Sweatshops, Structural Injustice, and the Wrong of Exploitation: Why Multinational Corporations Have Positive Duties to the Global Poor
It is widely thought that firms that employ workers in \"sweatshop\" conditions wrongfully exploit those workers. This claim has been challenged by those who argue that because companies are not obligated to hire their workers in the first place, employing them cannot be wrong so long as they voluntarily accept their jobs and genuinely benefit from them.
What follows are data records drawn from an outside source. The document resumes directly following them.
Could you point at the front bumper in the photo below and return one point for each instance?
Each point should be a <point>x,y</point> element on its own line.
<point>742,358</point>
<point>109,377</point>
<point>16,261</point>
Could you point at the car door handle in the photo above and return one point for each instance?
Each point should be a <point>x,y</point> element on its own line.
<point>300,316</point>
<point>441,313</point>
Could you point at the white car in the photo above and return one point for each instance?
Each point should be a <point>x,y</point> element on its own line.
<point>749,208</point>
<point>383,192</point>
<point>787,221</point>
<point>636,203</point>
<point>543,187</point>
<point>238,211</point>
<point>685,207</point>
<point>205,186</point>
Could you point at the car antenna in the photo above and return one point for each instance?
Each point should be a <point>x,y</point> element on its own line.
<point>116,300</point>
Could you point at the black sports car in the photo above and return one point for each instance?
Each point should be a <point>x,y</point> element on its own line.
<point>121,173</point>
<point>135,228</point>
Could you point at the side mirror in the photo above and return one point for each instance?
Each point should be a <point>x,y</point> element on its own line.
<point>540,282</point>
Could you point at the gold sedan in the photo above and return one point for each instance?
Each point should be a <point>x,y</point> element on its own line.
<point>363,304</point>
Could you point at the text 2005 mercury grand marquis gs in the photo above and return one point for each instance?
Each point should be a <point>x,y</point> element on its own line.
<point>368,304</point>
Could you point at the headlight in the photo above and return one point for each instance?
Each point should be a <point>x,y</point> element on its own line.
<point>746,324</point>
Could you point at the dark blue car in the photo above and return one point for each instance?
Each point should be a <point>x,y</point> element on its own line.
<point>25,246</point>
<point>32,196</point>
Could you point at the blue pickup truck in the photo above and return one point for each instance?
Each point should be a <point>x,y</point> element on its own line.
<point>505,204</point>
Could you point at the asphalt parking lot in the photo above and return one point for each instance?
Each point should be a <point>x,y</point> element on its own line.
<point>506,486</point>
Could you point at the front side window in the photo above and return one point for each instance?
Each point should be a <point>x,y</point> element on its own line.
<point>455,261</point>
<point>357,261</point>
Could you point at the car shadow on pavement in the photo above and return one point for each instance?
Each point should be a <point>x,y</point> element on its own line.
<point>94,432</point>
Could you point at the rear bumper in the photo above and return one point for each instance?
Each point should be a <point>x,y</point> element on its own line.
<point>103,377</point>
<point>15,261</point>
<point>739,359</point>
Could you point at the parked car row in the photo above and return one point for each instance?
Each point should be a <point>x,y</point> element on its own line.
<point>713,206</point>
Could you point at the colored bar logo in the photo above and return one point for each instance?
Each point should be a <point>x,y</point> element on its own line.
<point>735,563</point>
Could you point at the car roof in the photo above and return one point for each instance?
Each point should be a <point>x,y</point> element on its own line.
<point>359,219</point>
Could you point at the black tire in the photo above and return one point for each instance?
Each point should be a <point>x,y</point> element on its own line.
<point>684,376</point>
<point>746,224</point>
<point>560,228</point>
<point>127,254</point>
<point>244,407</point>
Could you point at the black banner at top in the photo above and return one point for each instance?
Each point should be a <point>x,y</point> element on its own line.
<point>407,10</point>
In this article, I argue that we can maintain that at least many sweatshop employees are wrongfully exploited, while accepting the plausible claim at the core of many defenses of sweatshops, namely that engaging in a voluntary and mutually beneficial transaction with a person in need cannot constitute morally worse treatment of that person than doing nothing at all to benefit her. We can do this, I claim, by accepting that wealthy multinational corporations have positive duties to employ or otherwise benefit the global poor. I argue that these duties can be plausibly grounded in the fact that potential sweatshop workers are victims of global structural injustice, from which multinational corporations typically benefit.